Business: The Company File

French threat to BSkyB

The battle for pay TV across Europe is heating up

The French conglomerate Vivendi is poised to become a significant player in the European pay television industry following its acquistion of a stake in BSkyB.

Vivendi now has a 16.7% stake in BSkyB, as well as a 34% in Canal Plus, the French cable operator which was in abortive talks with Rupert Murdoch about a merger with BSkyB.


[ image: Rupert Murdoch faces a new rival]
Rupert Murdoch faces a new rival
Jean-Marie Messier, Vivendi's dynamic chairman, now says that he is looking for ways to co-operate with News Corporation, Mr. Murdoch's parent company.

But analysts believe he may have bigger ambitions.

"I suspect this is a way of keeping Sky out of Europe by camping on its doorstep. This is part of a wider strategy - Messier wants to be in control of pay television in Europe," said one analyst.

Vivendi acquired its stake in BSkyB from Pathe, whose boss, Jerome Seydoux, must now stand down as chairman of the UK satellite television operator.

Mr Murdoch takes the chair

Rupert Murdoch has decided to take over personally as BSkyB's chairman as the company enters a critical stage in any future negotiations.


[ image: The struggle for new customers has proved costly]
The struggle for new customers has proved costly
Profits at BSkyB are under pressure as the company has made a heavy investment in launching a digital satellite television service, in competition with ONdigital.

The company's profits dropped sharply to £100m in 1999, as it offered free digital decoders to spur take-up of its new service.

Mr Murdoch has made no secret of his desire to move into Europe, and has recently concluded deals with pay television companies in Italy and Germany.

But he is facing regulatory hurdles, and is reluctant to conclude any deals which would cede a controlling interest to other companies.

From bins to pay TV

Vivendi has turned itself into an aggressive player in the media industry in the past year, moving far away from its origins as Generale D'Eaux, the Paris water-supply company.

Under chairman Jean-Marie Messier, Vivendi has moved from utilities into the fast-growing areas of telecommunications and the media.

"Few companies have changed as much as we have in the last few years," he told shareholders.

Vivendihas created the second-largest mobile phone operator in France, SFR, with 40% of the market, and has taken a 44% stake in Cegetel, another French telecoms joint venture with British Telecom and Germany's Mannesmann.

It is now considering a bid for One2One, Britain's fast-growing mobile operator.

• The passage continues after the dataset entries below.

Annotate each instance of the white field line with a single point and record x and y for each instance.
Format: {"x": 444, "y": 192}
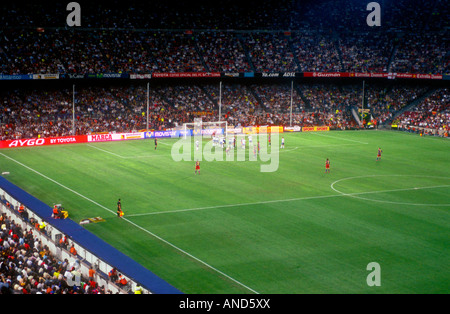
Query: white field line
{"x": 296, "y": 199}
{"x": 134, "y": 224}
{"x": 120, "y": 156}
{"x": 342, "y": 139}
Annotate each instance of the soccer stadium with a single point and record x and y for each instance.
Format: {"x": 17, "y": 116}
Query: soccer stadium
{"x": 225, "y": 147}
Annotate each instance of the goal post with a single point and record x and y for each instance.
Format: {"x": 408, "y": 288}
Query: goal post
{"x": 205, "y": 129}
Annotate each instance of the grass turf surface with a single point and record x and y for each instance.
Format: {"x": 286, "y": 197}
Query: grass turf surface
{"x": 234, "y": 229}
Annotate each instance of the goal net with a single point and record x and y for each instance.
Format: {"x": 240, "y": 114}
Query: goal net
{"x": 205, "y": 129}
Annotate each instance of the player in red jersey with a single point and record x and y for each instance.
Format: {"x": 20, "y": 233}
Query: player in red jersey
{"x": 197, "y": 167}
{"x": 379, "y": 154}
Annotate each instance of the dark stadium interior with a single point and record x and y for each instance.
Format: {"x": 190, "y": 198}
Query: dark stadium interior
{"x": 225, "y": 37}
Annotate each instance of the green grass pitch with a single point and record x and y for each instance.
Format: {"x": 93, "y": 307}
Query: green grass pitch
{"x": 234, "y": 229}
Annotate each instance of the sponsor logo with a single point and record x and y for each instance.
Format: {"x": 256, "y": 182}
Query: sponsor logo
{"x": 26, "y": 143}
{"x": 99, "y": 138}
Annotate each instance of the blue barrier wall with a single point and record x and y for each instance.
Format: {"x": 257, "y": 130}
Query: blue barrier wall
{"x": 91, "y": 242}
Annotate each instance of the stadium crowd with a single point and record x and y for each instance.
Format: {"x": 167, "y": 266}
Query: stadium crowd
{"x": 28, "y": 267}
{"x": 433, "y": 112}
{"x": 183, "y": 38}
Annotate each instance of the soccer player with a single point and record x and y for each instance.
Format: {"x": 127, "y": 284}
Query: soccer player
{"x": 379, "y": 154}
{"x": 197, "y": 167}
{"x": 119, "y": 209}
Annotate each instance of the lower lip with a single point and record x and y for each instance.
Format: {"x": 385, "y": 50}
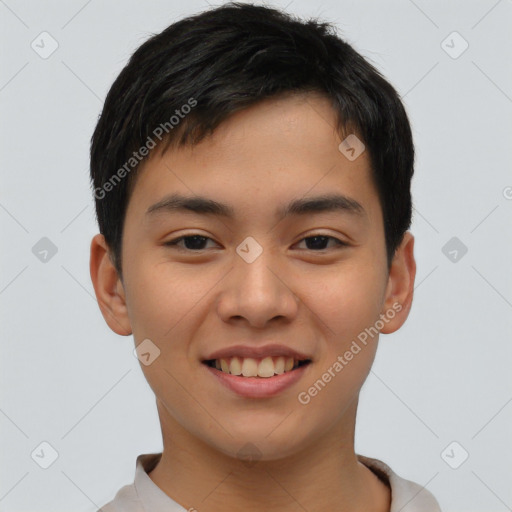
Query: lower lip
{"x": 259, "y": 387}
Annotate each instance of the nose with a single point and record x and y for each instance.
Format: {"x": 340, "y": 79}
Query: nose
{"x": 257, "y": 293}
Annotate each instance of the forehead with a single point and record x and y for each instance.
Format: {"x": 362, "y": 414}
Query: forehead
{"x": 273, "y": 152}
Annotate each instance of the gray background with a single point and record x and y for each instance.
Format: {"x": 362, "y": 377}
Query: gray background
{"x": 67, "y": 380}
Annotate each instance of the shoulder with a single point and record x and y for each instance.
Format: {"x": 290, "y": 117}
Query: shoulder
{"x": 406, "y": 495}
{"x": 126, "y": 500}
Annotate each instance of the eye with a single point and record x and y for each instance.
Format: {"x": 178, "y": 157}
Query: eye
{"x": 318, "y": 242}
{"x": 191, "y": 242}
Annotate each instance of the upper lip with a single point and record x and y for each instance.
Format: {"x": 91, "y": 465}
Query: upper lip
{"x": 257, "y": 352}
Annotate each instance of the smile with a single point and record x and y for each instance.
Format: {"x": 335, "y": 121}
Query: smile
{"x": 251, "y": 367}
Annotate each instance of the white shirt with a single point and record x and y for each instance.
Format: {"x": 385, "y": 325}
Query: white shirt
{"x": 145, "y": 496}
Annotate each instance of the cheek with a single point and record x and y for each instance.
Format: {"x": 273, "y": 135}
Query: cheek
{"x": 349, "y": 301}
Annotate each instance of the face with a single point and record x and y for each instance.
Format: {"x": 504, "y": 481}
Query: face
{"x": 255, "y": 279}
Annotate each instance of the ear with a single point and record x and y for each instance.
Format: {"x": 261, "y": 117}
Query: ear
{"x": 108, "y": 287}
{"x": 400, "y": 287}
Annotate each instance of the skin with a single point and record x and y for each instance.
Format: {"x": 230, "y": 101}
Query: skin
{"x": 315, "y": 300}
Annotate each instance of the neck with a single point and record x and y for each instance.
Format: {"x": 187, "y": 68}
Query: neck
{"x": 323, "y": 476}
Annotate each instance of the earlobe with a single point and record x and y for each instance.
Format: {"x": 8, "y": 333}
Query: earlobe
{"x": 108, "y": 287}
{"x": 400, "y": 286}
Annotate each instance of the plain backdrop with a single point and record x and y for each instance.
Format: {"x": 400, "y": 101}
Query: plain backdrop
{"x": 437, "y": 404}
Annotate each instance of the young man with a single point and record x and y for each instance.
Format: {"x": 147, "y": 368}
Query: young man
{"x": 252, "y": 181}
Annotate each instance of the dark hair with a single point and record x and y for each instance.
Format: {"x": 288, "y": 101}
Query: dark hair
{"x": 223, "y": 60}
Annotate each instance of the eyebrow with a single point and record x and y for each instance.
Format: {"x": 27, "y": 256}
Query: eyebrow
{"x": 205, "y": 206}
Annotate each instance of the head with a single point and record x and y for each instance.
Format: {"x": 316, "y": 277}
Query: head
{"x": 229, "y": 125}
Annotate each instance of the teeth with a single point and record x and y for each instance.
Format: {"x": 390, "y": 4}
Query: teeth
{"x": 266, "y": 367}
{"x": 235, "y": 367}
{"x": 250, "y": 367}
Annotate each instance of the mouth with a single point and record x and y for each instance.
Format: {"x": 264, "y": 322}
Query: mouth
{"x": 263, "y": 368}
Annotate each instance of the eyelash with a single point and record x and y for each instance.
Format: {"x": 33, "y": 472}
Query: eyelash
{"x": 174, "y": 243}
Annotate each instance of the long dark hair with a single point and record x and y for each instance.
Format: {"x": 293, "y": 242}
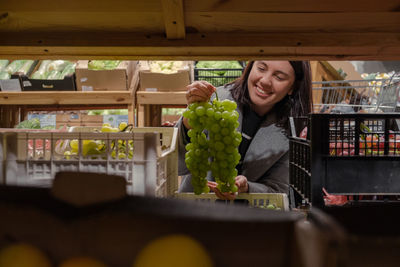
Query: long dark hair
{"x": 296, "y": 105}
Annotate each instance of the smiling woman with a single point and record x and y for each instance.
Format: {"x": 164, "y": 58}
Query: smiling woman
{"x": 266, "y": 94}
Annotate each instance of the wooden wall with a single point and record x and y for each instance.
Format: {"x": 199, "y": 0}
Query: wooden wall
{"x": 177, "y": 29}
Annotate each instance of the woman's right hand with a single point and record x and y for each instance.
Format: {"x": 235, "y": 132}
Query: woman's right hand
{"x": 199, "y": 91}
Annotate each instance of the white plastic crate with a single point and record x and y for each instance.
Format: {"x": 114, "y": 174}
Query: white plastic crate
{"x": 33, "y": 158}
{"x": 254, "y": 199}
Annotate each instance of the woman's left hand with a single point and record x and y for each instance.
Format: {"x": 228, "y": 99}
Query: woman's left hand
{"x": 240, "y": 182}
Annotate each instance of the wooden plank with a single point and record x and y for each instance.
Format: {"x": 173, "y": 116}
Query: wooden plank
{"x": 82, "y": 6}
{"x": 316, "y": 76}
{"x": 243, "y": 46}
{"x": 173, "y": 19}
{"x": 292, "y": 6}
{"x": 174, "y": 22}
{"x": 150, "y": 22}
{"x": 159, "y": 98}
{"x": 65, "y": 98}
{"x": 334, "y": 22}
{"x": 207, "y": 5}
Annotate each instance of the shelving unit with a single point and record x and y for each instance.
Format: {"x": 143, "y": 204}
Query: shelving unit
{"x": 15, "y": 105}
{"x": 149, "y": 105}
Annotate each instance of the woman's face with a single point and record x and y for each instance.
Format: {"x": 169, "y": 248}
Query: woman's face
{"x": 268, "y": 83}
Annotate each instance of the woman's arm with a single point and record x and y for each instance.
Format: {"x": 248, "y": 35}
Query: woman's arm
{"x": 275, "y": 180}
{"x": 182, "y": 142}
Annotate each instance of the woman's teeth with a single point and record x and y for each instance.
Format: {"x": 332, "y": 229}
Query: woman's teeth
{"x": 261, "y": 91}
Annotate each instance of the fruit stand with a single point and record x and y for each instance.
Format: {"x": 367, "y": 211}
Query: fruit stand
{"x": 122, "y": 229}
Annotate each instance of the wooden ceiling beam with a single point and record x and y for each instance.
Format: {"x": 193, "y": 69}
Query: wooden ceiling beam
{"x": 173, "y": 19}
{"x": 312, "y": 46}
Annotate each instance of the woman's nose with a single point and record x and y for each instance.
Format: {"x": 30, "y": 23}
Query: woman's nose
{"x": 266, "y": 80}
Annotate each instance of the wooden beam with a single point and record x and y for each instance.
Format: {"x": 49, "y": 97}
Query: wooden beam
{"x": 292, "y": 6}
{"x": 84, "y": 6}
{"x": 206, "y": 5}
{"x": 62, "y": 21}
{"x": 173, "y": 22}
{"x": 243, "y": 46}
{"x": 160, "y": 98}
{"x": 66, "y": 98}
{"x": 290, "y": 22}
{"x": 173, "y": 18}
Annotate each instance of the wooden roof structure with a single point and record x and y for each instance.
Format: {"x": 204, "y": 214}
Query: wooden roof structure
{"x": 201, "y": 29}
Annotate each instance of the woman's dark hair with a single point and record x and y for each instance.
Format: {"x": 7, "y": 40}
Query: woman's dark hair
{"x": 296, "y": 105}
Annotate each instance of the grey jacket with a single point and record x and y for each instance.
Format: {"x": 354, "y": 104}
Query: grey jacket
{"x": 266, "y": 163}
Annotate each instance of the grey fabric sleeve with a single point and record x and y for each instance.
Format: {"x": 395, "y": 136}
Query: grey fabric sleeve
{"x": 182, "y": 137}
{"x": 275, "y": 180}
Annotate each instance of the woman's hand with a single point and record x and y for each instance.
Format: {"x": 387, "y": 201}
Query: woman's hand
{"x": 240, "y": 182}
{"x": 199, "y": 91}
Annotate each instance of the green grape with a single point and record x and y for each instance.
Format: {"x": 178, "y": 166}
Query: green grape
{"x": 210, "y": 112}
{"x": 217, "y": 115}
{"x": 200, "y": 111}
{"x": 219, "y": 152}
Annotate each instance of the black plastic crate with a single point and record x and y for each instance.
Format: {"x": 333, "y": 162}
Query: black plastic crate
{"x": 218, "y": 77}
{"x": 347, "y": 154}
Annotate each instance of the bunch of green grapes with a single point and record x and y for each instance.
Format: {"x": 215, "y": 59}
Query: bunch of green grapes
{"x": 219, "y": 152}
{"x": 224, "y": 141}
{"x": 197, "y": 155}
{"x": 94, "y": 148}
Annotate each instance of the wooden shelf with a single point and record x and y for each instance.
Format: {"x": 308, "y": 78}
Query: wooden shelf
{"x": 66, "y": 98}
{"x": 15, "y": 105}
{"x": 149, "y": 105}
{"x": 160, "y": 98}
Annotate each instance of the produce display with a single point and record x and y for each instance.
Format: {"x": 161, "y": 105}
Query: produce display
{"x": 103, "y": 64}
{"x": 54, "y": 70}
{"x": 16, "y": 66}
{"x": 220, "y": 72}
{"x": 23, "y": 255}
{"x": 370, "y": 144}
{"x": 219, "y": 151}
{"x": 173, "y": 251}
{"x": 82, "y": 262}
{"x": 119, "y": 149}
{"x": 166, "y": 67}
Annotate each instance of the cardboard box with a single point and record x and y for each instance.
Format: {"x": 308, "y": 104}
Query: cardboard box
{"x": 66, "y": 84}
{"x": 14, "y": 84}
{"x": 119, "y": 79}
{"x": 78, "y": 119}
{"x": 161, "y": 82}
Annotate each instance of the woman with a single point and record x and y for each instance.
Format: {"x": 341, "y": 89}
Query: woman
{"x": 267, "y": 93}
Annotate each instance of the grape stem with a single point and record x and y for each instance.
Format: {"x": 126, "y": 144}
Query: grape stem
{"x": 216, "y": 95}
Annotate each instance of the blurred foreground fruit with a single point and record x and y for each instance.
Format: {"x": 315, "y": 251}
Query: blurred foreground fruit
{"x": 23, "y": 255}
{"x": 173, "y": 251}
{"x": 82, "y": 262}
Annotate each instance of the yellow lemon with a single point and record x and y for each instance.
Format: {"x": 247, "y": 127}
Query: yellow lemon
{"x": 82, "y": 262}
{"x": 173, "y": 251}
{"x": 23, "y": 255}
{"x": 122, "y": 125}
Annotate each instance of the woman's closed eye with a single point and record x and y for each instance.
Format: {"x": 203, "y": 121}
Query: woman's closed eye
{"x": 279, "y": 77}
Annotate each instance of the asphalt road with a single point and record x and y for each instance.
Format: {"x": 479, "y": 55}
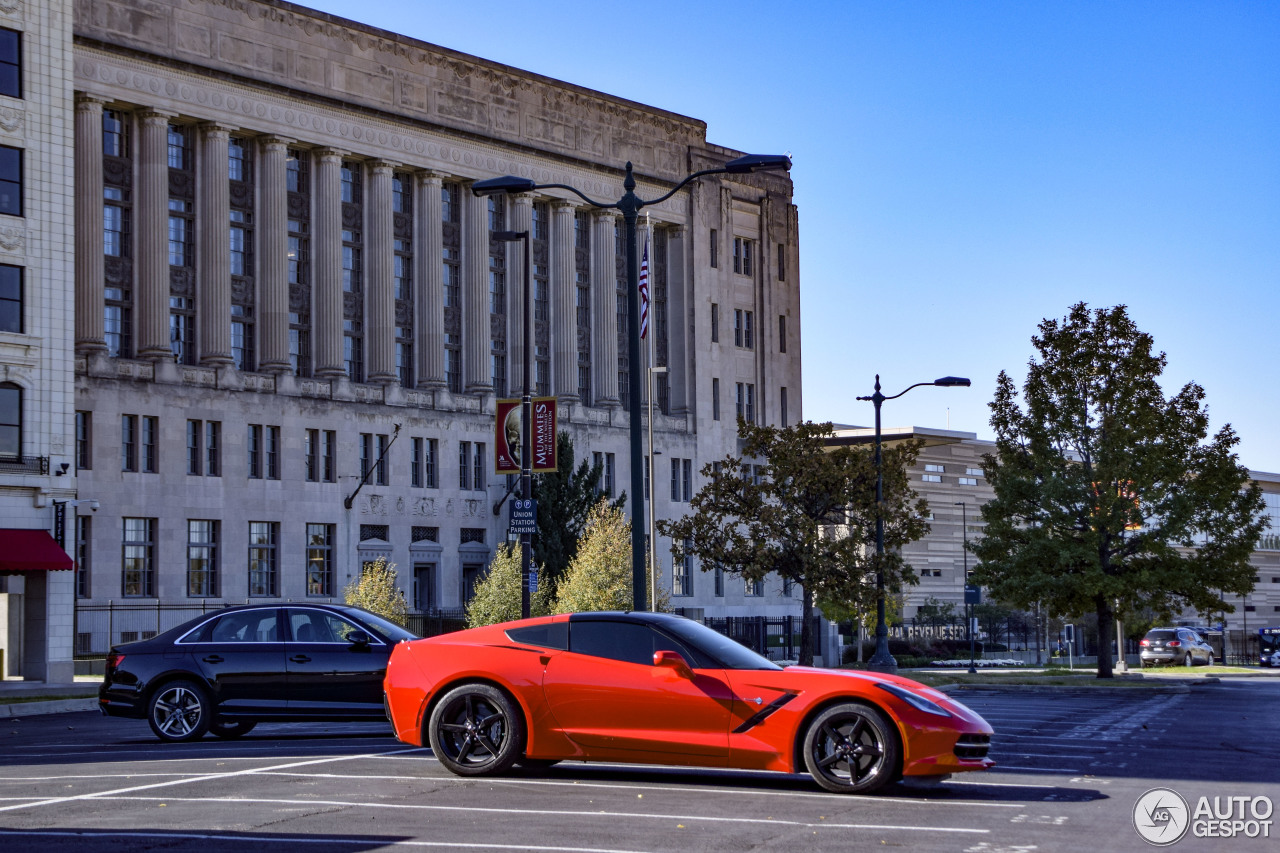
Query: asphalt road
{"x": 1072, "y": 767}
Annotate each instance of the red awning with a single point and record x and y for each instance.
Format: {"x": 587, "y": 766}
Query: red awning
{"x": 31, "y": 551}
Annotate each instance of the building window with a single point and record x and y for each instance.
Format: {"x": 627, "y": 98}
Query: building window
{"x": 743, "y": 255}
{"x": 201, "y": 559}
{"x": 261, "y": 559}
{"x": 10, "y": 420}
{"x": 83, "y": 536}
{"x": 138, "y": 557}
{"x": 320, "y": 559}
{"x": 682, "y": 573}
{"x": 83, "y": 441}
{"x": 150, "y": 443}
{"x": 10, "y": 63}
{"x": 10, "y": 181}
{"x": 10, "y": 296}
{"x": 254, "y": 451}
{"x": 128, "y": 442}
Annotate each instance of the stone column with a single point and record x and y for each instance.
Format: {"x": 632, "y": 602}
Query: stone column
{"x": 213, "y": 260}
{"x": 604, "y": 309}
{"x": 680, "y": 316}
{"x": 429, "y": 274}
{"x": 379, "y": 254}
{"x": 90, "y": 273}
{"x": 151, "y": 211}
{"x": 273, "y": 263}
{"x": 522, "y": 219}
{"x": 563, "y": 302}
{"x": 327, "y": 252}
{"x": 475, "y": 304}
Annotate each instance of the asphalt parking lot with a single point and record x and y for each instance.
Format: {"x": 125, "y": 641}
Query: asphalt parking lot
{"x": 1072, "y": 767}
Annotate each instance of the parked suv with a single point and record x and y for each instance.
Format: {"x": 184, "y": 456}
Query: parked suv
{"x": 1176, "y": 646}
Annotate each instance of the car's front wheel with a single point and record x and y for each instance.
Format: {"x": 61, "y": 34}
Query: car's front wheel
{"x": 476, "y": 730}
{"x": 851, "y": 749}
{"x": 231, "y": 729}
{"x": 179, "y": 711}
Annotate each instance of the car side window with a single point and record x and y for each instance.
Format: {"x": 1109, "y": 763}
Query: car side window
{"x": 320, "y": 626}
{"x": 248, "y": 626}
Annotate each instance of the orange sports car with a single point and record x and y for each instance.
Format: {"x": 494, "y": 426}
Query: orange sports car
{"x": 661, "y": 689}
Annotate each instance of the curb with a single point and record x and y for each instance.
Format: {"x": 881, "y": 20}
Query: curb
{"x": 53, "y": 706}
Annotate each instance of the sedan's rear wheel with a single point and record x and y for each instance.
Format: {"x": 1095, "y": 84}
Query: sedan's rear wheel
{"x": 851, "y": 749}
{"x": 229, "y": 729}
{"x": 476, "y": 730}
{"x": 179, "y": 711}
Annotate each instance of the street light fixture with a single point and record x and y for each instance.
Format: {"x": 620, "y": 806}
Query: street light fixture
{"x": 526, "y": 416}
{"x": 630, "y": 205}
{"x": 882, "y": 661}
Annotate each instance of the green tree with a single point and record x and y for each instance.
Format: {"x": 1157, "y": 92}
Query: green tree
{"x": 565, "y": 497}
{"x": 599, "y": 575}
{"x": 808, "y": 514}
{"x": 1107, "y": 493}
{"x": 378, "y": 592}
{"x": 497, "y": 593}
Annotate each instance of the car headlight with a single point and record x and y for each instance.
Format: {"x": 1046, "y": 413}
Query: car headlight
{"x": 915, "y": 701}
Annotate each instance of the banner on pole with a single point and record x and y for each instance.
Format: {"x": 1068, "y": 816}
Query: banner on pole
{"x": 507, "y": 436}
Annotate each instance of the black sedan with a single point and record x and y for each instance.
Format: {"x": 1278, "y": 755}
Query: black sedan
{"x": 227, "y": 671}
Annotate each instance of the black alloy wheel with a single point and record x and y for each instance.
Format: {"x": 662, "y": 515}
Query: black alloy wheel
{"x": 229, "y": 729}
{"x": 476, "y": 730}
{"x": 179, "y": 711}
{"x": 851, "y": 749}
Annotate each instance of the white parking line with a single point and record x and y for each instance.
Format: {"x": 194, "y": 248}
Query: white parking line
{"x": 306, "y": 839}
{"x": 58, "y": 801}
{"x": 548, "y": 812}
{"x": 731, "y": 792}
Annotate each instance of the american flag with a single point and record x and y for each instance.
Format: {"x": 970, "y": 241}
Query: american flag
{"x": 644, "y": 291}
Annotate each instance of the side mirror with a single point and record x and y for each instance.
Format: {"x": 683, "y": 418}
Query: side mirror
{"x": 673, "y": 661}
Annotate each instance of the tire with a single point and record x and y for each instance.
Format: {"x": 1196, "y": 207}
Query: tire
{"x": 179, "y": 711}
{"x": 851, "y": 748}
{"x": 475, "y": 730}
{"x": 229, "y": 730}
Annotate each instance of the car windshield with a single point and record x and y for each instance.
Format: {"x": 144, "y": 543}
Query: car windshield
{"x": 730, "y": 653}
{"x": 387, "y": 628}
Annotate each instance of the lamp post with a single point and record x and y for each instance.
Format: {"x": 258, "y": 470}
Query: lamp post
{"x": 630, "y": 205}
{"x": 968, "y": 607}
{"x": 526, "y": 416}
{"x": 882, "y": 661}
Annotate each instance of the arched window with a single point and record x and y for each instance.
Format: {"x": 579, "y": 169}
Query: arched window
{"x": 10, "y": 420}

Vivendi already has a substantial presence in the UK, running the privatised waste management firm Onyx, which cleans the streets in a number of London boroughs, and Connex Southeastern trains.

It has also launched itself into the Polish telecoms market, and acquired American water company USFilter for $6bn (£4bn).

Mr Messier has moved swiftly to realise his ambitions. Talks with Pathe only began 10 days ago, and he reached the deal within to acquire Pathe's pay TV assets within a week.